Digital and technology

Is your data safe?

Following the cyber-attack launched against telecommunications firm TalkTalk in October, agendaNi asks how safe is customer data in the digital age?

In late October telecommunications firm TalkTalk was hit by what police described as a “significant and sustained cyber-attack.” The phone and broadband provider, which has over four million UK customers, said banking details and personal information could have been accessed. The company also confirmed that some of the data was not encrypted. The data that was accessed may have, the company claimed, included customers’:

 

•   names and addresses;

•   dates of birth;

•   email addresses;

•   telephone numbers;

•   TalkTalk account information;

•   credit card and bank details.

It was later revealed after an investigation that 157,000 of its customers’ personal details had been accessed and more than 15,600 bank account numbers and sort codes were stolen. The company’s website was believed to have been hit by a distributed denial of service attack (DDoS) where a website is hit by waves of traffic so intense that it cannot cope. It is thought that this DDoS attack was a means of distracting TalkTalk’s defence team while the hackers went about accessing customers’ data stored in UK data centres.

This attack was the third cyber-attack to hit TalkTalk in the past 12 months and the company has been criticised by security experts for letting down its customers by reacting slowly and failing to encrypt the data. The previous security breaches saw customers hit by Indian-based scam calls following a data breach. Two months later, customers were again faced with further scams despite TalkTalk describing the information stolen in that breach as “limited” and “non-sensitive.” The latest attack happened on a Wednesday and the police were informed on the same day but it was Thursday afternoon before the company alerted the UK’s data protection watchdog.
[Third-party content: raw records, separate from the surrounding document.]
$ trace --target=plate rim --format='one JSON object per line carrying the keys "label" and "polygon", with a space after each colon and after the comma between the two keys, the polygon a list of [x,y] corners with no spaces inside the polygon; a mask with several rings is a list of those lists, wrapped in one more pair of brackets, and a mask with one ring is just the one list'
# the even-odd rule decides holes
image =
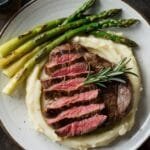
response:
{"label": "plate rim", "polygon": [[[24,6],[22,6],[17,12],[15,12],[7,21],[6,23],[3,25],[3,27],[0,30],[0,38],[3,36],[3,34],[5,33],[5,31],[7,30],[7,27],[9,26],[9,24],[27,7],[29,7],[30,5],[32,5],[33,3],[35,3],[38,0],[30,0],[29,2],[27,2]],[[147,25],[150,27],[150,21],[148,20],[147,17],[145,17],[145,15],[140,12],[138,9],[134,8],[131,4],[129,4],[128,2],[121,0],[123,3],[125,3],[126,5],[128,5],[128,7],[132,8],[138,15],[140,15],[143,20],[145,21],[145,23],[147,23]],[[147,121],[147,120],[146,120]],[[146,122],[145,121],[145,122]],[[1,129],[4,131],[4,133],[14,142],[14,144],[16,144],[18,147],[20,147],[21,149],[24,149],[24,147],[18,143],[18,141],[15,140],[15,138],[8,132],[8,130],[6,129],[6,127],[4,126],[2,120],[0,119],[0,127]],[[150,130],[149,130],[150,131]],[[150,132],[147,132],[147,136],[145,136],[143,138],[143,140],[140,140],[140,142],[138,142],[135,146],[133,146],[133,149],[138,149],[150,136]]]}

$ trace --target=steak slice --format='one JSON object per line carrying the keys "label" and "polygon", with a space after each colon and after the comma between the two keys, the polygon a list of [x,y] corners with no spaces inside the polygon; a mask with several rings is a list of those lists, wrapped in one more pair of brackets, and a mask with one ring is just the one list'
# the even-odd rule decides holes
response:
{"label": "steak slice", "polygon": [[43,94],[45,95],[46,99],[49,100],[55,100],[56,98],[62,97],[62,96],[73,96],[74,94],[77,93],[82,93],[82,92],[86,92],[89,90],[94,90],[97,89],[97,86],[95,86],[94,84],[89,84],[89,85],[85,85],[85,86],[80,86],[79,88],[72,90],[72,91],[68,91],[68,90],[62,90],[62,91],[58,91],[58,90],[46,90],[43,89]]}
{"label": "steak slice", "polygon": [[108,84],[107,89],[103,90],[102,99],[106,106],[106,114],[108,114],[109,123],[120,120],[127,115],[131,106],[131,91],[131,85],[128,81],[126,81],[125,84]]}
{"label": "steak slice", "polygon": [[44,92],[50,91],[74,91],[83,85],[85,78],[75,78],[67,81],[62,81],[58,84],[51,86],[48,89],[44,89]]}
{"label": "steak slice", "polygon": [[49,125],[55,125],[58,122],[66,122],[66,120],[76,120],[89,115],[99,113],[105,108],[104,104],[90,104],[88,106],[73,107],[62,113],[55,118],[47,119]]}
{"label": "steak slice", "polygon": [[118,97],[117,97],[117,106],[118,113],[120,116],[124,116],[129,111],[129,106],[131,106],[131,84],[119,84],[118,85]]}
{"label": "steak slice", "polygon": [[46,112],[48,113],[57,113],[60,110],[64,110],[66,108],[69,108],[71,106],[77,106],[82,104],[89,104],[95,101],[98,101],[98,96],[100,90],[91,90],[84,93],[75,94],[74,96],[66,96],[55,99],[55,101],[51,101],[46,106]]}
{"label": "steak slice", "polygon": [[51,74],[52,77],[62,77],[62,76],[76,76],[82,73],[88,73],[88,65],[85,63],[76,63],[69,67],[64,67],[56,70]]}
{"label": "steak slice", "polygon": [[59,128],[55,131],[55,133],[60,137],[72,137],[83,135],[97,129],[106,121],[106,119],[107,116],[96,114],[95,116],[92,116],[88,119],[76,121],[62,128]]}

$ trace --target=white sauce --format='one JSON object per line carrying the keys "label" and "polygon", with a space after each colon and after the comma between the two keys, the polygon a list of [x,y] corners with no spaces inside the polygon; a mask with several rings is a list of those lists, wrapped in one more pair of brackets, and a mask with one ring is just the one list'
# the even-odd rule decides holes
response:
{"label": "white sauce", "polygon": [[[89,147],[97,147],[108,145],[112,142],[116,137],[124,135],[127,131],[129,131],[135,120],[135,112],[137,110],[138,100],[140,98],[141,87],[141,79],[140,73],[138,70],[138,66],[135,60],[135,57],[132,53],[132,50],[124,46],[122,44],[113,43],[110,40],[97,39],[93,36],[89,37],[76,37],[73,39],[74,42],[77,42],[88,48],[89,51],[98,54],[99,56],[108,59],[113,63],[118,63],[122,58],[127,57],[130,58],[131,61],[128,63],[128,67],[133,68],[132,71],[136,73],[139,78],[135,76],[129,76],[133,86],[133,109],[126,116],[122,122],[111,130],[107,132],[95,133],[91,135],[81,137],[74,137],[69,139],[61,139],[59,138],[52,128],[50,128],[43,116],[41,114],[41,106],[40,106],[40,97],[41,97],[41,84],[38,79],[38,74],[40,71],[40,66],[37,66],[27,82],[27,95],[26,95],[26,104],[29,112],[29,117],[33,122],[37,131],[44,133],[53,141],[59,141],[60,143],[78,149],[87,149]],[[33,94],[34,93],[34,94]],[[82,141],[82,142],[81,142]]]}

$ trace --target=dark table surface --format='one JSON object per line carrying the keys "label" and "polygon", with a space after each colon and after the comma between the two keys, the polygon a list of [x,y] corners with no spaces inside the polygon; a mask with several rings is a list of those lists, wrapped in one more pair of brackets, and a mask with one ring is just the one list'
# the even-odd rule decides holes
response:
{"label": "dark table surface", "polygon": [[[12,16],[13,12],[23,6],[29,0],[12,0],[14,1],[11,12],[0,11],[0,29],[5,22]],[[17,1],[17,2],[16,2]],[[150,0],[123,0],[138,10],[147,21],[150,22]],[[22,150],[4,131],[0,128],[0,150]],[[144,142],[139,150],[150,150],[150,138]]]}

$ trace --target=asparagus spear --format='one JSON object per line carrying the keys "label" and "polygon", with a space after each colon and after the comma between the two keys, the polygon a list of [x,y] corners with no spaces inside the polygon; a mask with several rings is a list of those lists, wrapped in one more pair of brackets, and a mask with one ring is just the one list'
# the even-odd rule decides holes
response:
{"label": "asparagus spear", "polygon": [[75,20],[77,17],[82,16],[82,14],[89,9],[93,4],[95,3],[95,0],[87,0],[80,8],[78,8],[72,15],[70,15],[64,22],[63,25],[67,24],[68,22],[71,22]]}
{"label": "asparagus spear", "polygon": [[36,56],[34,56],[32,59],[30,59],[24,67],[18,71],[18,73],[10,80],[10,82],[6,85],[6,87],[3,89],[3,93],[10,95],[18,86],[19,83],[24,81],[34,66],[38,64],[41,60],[43,60],[48,53],[55,48],[56,46],[62,44],[63,42],[66,42],[73,38],[76,35],[90,32],[99,28],[107,28],[107,27],[129,27],[135,23],[137,23],[138,20],[136,19],[119,19],[119,20],[104,20],[100,22],[90,23],[88,25],[81,26],[77,29],[71,30],[66,32],[64,35],[60,36],[53,42],[49,43],[47,46],[45,46],[41,51],[37,53]]}
{"label": "asparagus spear", "polygon": [[9,40],[8,42],[2,44],[0,46],[0,57],[5,57],[5,56],[9,55],[14,49],[18,48],[21,44],[23,44],[30,38],[35,37],[36,35],[44,32],[46,30],[50,30],[50,29],[58,26],[64,20],[65,20],[64,18],[57,19],[57,20],[50,21],[46,24],[37,26],[37,27],[33,28],[32,30],[28,31],[27,33],[21,34],[18,37],[15,37],[15,38]]}
{"label": "asparagus spear", "polygon": [[71,22],[66,25],[62,25],[62,26],[56,27],[52,30],[46,31],[46,32],[36,36],[35,38],[29,40],[22,46],[20,46],[18,49],[13,51],[13,53],[11,55],[7,56],[6,58],[2,58],[0,60],[0,68],[6,67],[7,65],[12,63],[16,59],[19,59],[21,56],[23,56],[24,54],[26,54],[27,52],[29,52],[30,50],[35,48],[37,45],[47,41],[50,38],[60,35],[69,29],[77,28],[81,25],[87,24],[89,22],[93,22],[94,20],[104,19],[104,18],[114,16],[114,15],[118,14],[120,11],[121,11],[121,9],[111,9],[108,11],[103,11],[100,14],[87,16],[87,17],[85,17],[85,19],[80,19],[78,21]]}
{"label": "asparagus spear", "polygon": [[93,31],[93,32],[91,32],[91,34],[96,37],[112,40],[116,43],[125,44],[129,47],[137,47],[136,42],[134,42],[126,37],[119,36],[119,35],[116,35],[116,34],[113,34],[113,33],[107,32],[107,31],[102,31],[102,30]]}
{"label": "asparagus spear", "polygon": [[21,59],[13,63],[12,65],[8,66],[3,70],[3,73],[8,77],[13,77],[18,70],[20,70],[24,64],[31,59],[34,55],[36,55],[37,52],[39,52],[43,47],[45,47],[48,44],[48,42],[36,47],[33,51],[23,56]]}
The Information Commissioner’s Office can impose monetary penalties for data breaches, capped at £500,000 as well as enforcement notices. While there is no specific requirement for firms to encrypt data there could be a bigger penalty imposed if the watchdog believes that TalkTalk acted negligently by failing to keep people’s data secure. The fact TalkTalk admitted that some of its customers’ data was not encrypted was, for security experts, the most surprising aspect of the whole debacle.

Speaking about the lack of encryption the senior director of security at Echoworx, Greg Aligiannis claimed that this “blasé” approach to encrypting customer data was the most concerning revelation to emerge from the the incident. “Security of sensitive information must be considered a priority by everyone, especially when the life histories of potentially millions of customers are at risk.” 

The law on the levels and types of data security that must be used by companies to protect customer data can be vague. Companies are not obliged to have state of the art technology but are required to have security appropriate to the type of data they are holding and the harm that may result from the loss of that data.

Ultimately, whilst it is impossible to say if such a breach could have been prevented, this one off attack will, it is estimated, cost TalkTalk up to £35 million, considerably more than data encryption would have cost.